Если море синее в чернила превратится,
Если станет облако большим листом бумажным, —
Всё равно словам не уместиться на страницах,
Да и слез не выплакать о юноше отважном!
И пускай вершины гор надвинутся высокие,
Ветви гибкие колышутся от гнева!
Пусть опять всплывают в памяти те дни далекие,
Грудь сжимается от грустного напева!
Лишь начну рассказ о гибели любимого,
Слышу сердца частые удары.
И горит, горит щека, слезой палимая!
Горе матери героя, горе старой!
К вам в аул пускай течет, блестя, слеза моя,
Престарелые родители героя!
Не забыл народ чеченский партизана,
Не забудется и время боевое!
Не утешит вас письмо мое печальное.
Горе матери и боль жены едины!
Вижу я отсюда и селенье ваше дальнее,
Ваши благородные седины!
На столе передо мною облик милого,
Снимок сделан был по вашему заказу!
На портрет его смотреть уже не в силах я!
Вот он — улыбающийся, остроглазый!
Хорошо сидит на нем шинель походная,
И надвинута папаха низко.
Вот рука его, по-зимнему холодная,
Возится с винтовкою австрийской.
Вспоминаю дни сражения великого.
Вот она, тоски моей причина:
Светлый лоб его — по милости Деникина —
Красная пересекла морщина…
Пусть лежит на вас проклятье, банды белые!

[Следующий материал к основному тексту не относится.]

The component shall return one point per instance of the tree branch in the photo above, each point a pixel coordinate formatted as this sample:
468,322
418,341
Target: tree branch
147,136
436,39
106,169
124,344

Вы со смертью и насилием дружили.
Подожгли со всех сторон селенье целое
И родителей наследника лишили!
Вороны вам выклюют глаза несытые,
Кожееды искромсают спину.
Старики вам не простят вовек убитого —
Милого единственного сына!
Весь аул запомнил облик юноши,
И его прославят поколенья.
Вся Чечня сложила песнь о юноше:
«Смелость льва и быстрота оленя…»
Я себе скроила, сшила платье темное,
Я ношу его, как знак моей печали.
Не одна я со своей тоской огромною —
Ведь со мной портрет, что вы прислали.
И на этом прерываю я послание.
Больше я перо держать не в силах.
Навещу родной аул весною раннею,
Навещу любимого могилу!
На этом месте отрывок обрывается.